Рассматривая путь китайского религиоведения с 1949 года, можно сказать одно: пока религия воспринималась теоретиками и общественностью только как реакционная политика, исследователи религии были очень ограничены в своих возможностях; как только религия стала восприниматься как культура, они получили невиданную прежде свободу[31].

Это очень меткое замечание.

Важность культурологического подхода к академическому изучению религии двояка. Во-первых, когда религия исследуется как культурный феномен, ее идеологическая неблагонадежность перестает быть важной, а ее научная несостоятельность выносится за скобки; таким образом устраняется повод для ее критики со стороны как воинствующего, так и просвещенного атеизма. Культура получает самостоятельное значение и автономию. Религия как составная часть культуры имеет специфические причины существования и собственный путь развития. Поэтому изучение религии как культуры 一 это необходимое и респектабельное предприятие. Во-вторых, культурологический подход расширяет предметную область религиоведения, что в итоге приводит к большей научной производительности дисциплины. Религиоведы и исследователи из других областей теперь могут писать и публиковать работы о религии и смежных с ней аспектах культуры и общественной жизни – искусстве, философии, литературе, образовании, археологии, науке. Спектр тем безграничен, а новые книжные серии и журналы предоставляют ученым возможность делиться результатами своих изысканий. «Культурный» дискурс в религиоведении оттесняет пропагандистов атеизма на обочину академического исследования религии. Воинствующий атеизм отступил в цитадель школ КПК. В 1990-е годы крупнейшие университеты – Пекинский университет, Китайский народный университет, Университет Фудань и Ханьский университет —открыли кафедры религиоведения.

В этот период некоторые ученые начали открыто заявлять о своей симпатии к религии вообще или к конкретной религии. Феномен «христиан по культуре» (вэньхуа цзидуту) в этом отношении особенно интересен. В прошлом интеллектуалы в основном были настроены по отношению к христианству критически, рассматривая его как иностранную религию и инструмент западного колониализма и империализма[32]. Однако в 1990-е годы довольно много китайских ученых стали публиковать работы, в которых преобладало сочувствие христианству[33]. Некоторые из этих ученых открыто или почти открыто сами приняли христианскую веру.
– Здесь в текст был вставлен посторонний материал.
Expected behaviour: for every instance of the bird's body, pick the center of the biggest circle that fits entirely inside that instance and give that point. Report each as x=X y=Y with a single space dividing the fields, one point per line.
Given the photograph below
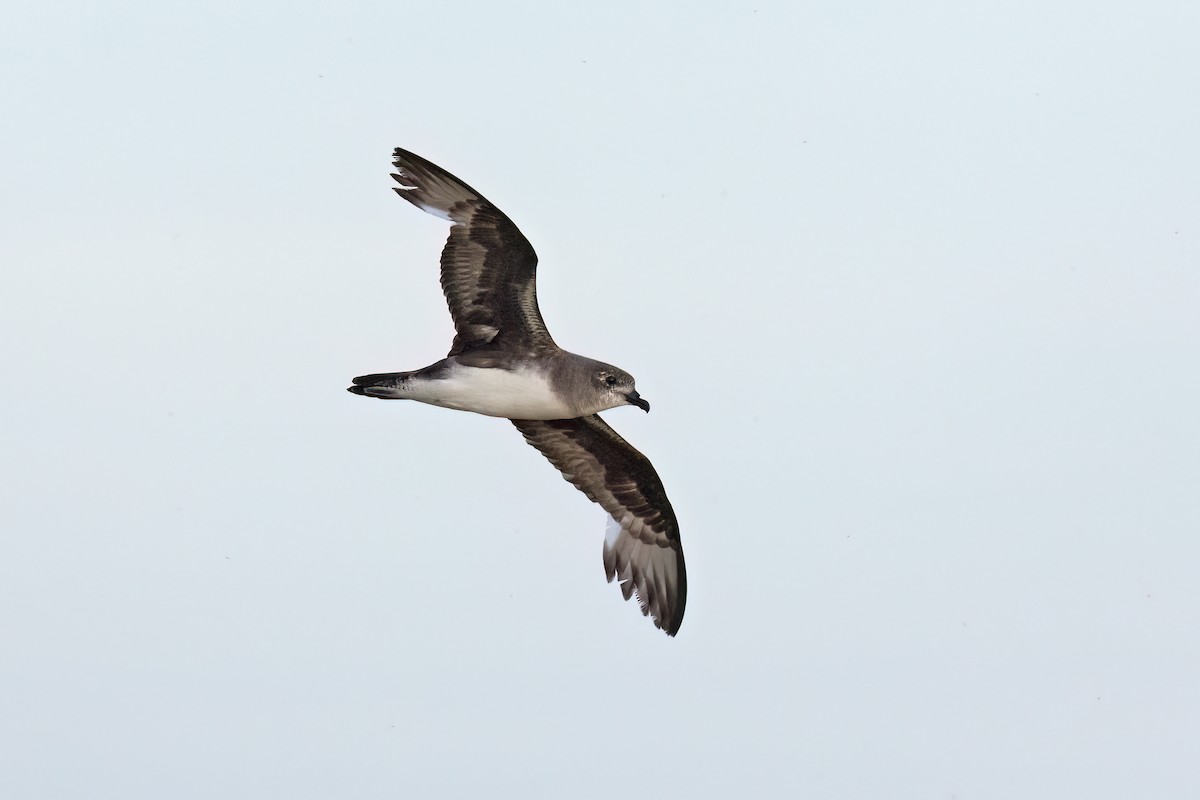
x=503 y=362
Основная их часть сосредоточена в университетах и исследовательских академиях, на кафедрах и отделениях философии, истории и литературы. Они переводили на китайский язык западные исследования по христианской теологии, философии и истории, печатали книги и статьи о христианстве и выступали с лекциями в университетах, знакомя с христианством академическую публику. Именно культурный подход к религии легитимировал подобную деятельность в академической среде, поскольку упомянутые деятели нередко могут заявлять, что они изучают и пропагандируют западную культуру, а не религию саму по себе. Апологеты христианской культуры породили моду на христианство среди горожан с высшим образованием, а в сельской местности начался бум распространения подпольных домашних церквей. Многие студенты и интеллектуалы обратились к христианству скорее благодаря текстам, написанным апологетами христианской культуры, чем вследствие контактов с церквями или верующими. Сами же апологеты за свою активную популяризаторскую миссию даже получили прозвище «коллективный китайский Аполлос»[34]. Согласно Деяниям апостолов (Деян 18:24-28), Аполлос был иудейским учителем, последователем Иоанна Крестителя, но стал ревностным и успешным проповедником Евангелия даже раньше, чем принял крещение.